- Allegiance: Bangladesh
- Branch: Bangladesh Army
- Service years: 1990–present
- Rank: Major General
- Unit: Corps of Electrical Mechanical Engineers
- Commands: Chairman of Bangladesh Rural Electrification Board; Commandant of 901st Central EME Workshop;

= S M Zia-Ul-Azim =

Bangladeshi military personnel

S M Zia-Ul-Azim (এস এম জিয়া-উল আজিম) is a major general of the Bangladesh Army. He is the chairman of the Bangladesh Rural Electrification Board.

== Career ==
S M Zia-Ul-Azim holds the position of chairman of the Bangladesh Rural Electrification Board (BREB).
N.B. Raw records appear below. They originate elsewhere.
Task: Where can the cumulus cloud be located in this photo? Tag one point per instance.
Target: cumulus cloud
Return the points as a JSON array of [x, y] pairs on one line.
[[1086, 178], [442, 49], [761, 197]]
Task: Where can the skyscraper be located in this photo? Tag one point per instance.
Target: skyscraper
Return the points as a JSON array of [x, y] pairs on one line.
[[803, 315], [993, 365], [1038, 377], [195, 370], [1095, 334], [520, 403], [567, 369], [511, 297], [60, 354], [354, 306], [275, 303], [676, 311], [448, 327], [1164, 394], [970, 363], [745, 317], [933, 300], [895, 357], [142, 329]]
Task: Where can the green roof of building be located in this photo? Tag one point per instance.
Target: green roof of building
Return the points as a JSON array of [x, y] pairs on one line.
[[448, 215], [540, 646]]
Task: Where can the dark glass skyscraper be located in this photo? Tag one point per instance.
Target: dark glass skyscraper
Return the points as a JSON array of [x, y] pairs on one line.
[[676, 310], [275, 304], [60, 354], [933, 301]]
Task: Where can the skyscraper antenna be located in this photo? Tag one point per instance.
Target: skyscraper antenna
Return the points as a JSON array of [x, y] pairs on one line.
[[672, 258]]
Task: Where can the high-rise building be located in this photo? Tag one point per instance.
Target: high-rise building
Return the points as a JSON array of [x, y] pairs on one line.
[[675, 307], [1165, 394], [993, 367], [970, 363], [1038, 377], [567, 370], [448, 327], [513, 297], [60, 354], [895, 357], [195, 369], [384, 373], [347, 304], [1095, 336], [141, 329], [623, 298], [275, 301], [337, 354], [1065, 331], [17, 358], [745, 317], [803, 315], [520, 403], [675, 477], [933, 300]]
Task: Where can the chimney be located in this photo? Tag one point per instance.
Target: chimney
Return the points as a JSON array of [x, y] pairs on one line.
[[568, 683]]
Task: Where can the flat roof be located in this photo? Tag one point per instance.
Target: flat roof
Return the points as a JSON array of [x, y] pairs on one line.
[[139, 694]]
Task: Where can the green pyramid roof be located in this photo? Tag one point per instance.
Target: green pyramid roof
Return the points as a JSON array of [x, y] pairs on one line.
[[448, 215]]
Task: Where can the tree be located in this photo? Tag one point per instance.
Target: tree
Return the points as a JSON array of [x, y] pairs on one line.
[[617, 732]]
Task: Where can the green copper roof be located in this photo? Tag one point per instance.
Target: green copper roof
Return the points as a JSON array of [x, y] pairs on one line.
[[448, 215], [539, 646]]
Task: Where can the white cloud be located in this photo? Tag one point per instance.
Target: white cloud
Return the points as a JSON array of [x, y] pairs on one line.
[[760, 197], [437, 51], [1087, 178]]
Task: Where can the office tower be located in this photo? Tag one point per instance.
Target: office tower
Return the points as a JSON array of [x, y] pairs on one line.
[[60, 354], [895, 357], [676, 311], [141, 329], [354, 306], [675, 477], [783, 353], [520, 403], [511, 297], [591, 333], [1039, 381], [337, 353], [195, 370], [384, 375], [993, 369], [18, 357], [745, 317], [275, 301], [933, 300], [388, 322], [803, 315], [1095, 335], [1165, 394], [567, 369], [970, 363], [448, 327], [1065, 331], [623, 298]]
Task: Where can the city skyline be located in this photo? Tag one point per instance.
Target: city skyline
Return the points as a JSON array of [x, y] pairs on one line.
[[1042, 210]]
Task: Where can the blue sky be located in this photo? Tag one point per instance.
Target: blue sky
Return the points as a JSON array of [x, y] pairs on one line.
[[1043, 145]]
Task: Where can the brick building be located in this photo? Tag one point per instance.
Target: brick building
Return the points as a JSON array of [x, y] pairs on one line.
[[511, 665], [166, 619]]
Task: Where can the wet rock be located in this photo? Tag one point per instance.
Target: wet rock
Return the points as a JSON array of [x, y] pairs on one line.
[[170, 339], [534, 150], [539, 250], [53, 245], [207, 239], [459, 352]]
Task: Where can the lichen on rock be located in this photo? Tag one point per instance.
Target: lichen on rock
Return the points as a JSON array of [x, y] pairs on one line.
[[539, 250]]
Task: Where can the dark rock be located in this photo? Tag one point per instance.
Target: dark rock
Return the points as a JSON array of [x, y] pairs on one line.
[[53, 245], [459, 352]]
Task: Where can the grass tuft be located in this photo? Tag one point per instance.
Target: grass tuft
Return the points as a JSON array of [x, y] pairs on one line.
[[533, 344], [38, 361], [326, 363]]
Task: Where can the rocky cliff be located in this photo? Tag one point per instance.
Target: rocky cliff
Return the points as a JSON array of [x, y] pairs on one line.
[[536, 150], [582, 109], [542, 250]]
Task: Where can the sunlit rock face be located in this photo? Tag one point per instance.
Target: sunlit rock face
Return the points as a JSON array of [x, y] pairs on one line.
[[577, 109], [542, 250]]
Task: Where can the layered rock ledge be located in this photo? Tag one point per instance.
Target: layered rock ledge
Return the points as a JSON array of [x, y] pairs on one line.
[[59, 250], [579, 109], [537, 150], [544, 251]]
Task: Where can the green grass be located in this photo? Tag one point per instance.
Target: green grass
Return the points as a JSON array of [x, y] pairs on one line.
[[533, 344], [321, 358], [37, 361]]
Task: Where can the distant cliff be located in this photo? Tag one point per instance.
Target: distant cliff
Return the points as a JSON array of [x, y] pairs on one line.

He also serves as the colonel commandant of the Corps of Electrical Mechanical Engineers within the Bangladesh Army.

Zia-Ul-Azim is an officer from the 23rd BMA Long Course and belongs to the Electrical Mechanical Engineers Corps. He has been involved in distributing relief materials to flood-affected areas in his capacity as BREB chairman. He previously served as the dean of the Faculty of Science and Engineering and head of the Department of Biomedical Engineering (BME) at the Military Institute of Science and Technology (MIST).

=== UN peacekeeping missions ===
Azim has served in UN peacekeeping missions. As a contingent member, he served in Sierra Leone. As a military observer, he served for a short period in Liberia and Syria, and as a staff officer, he served at the Force Headquarters in Mali.

== Family life ==
SM Zia-ul Azim is married and has one son.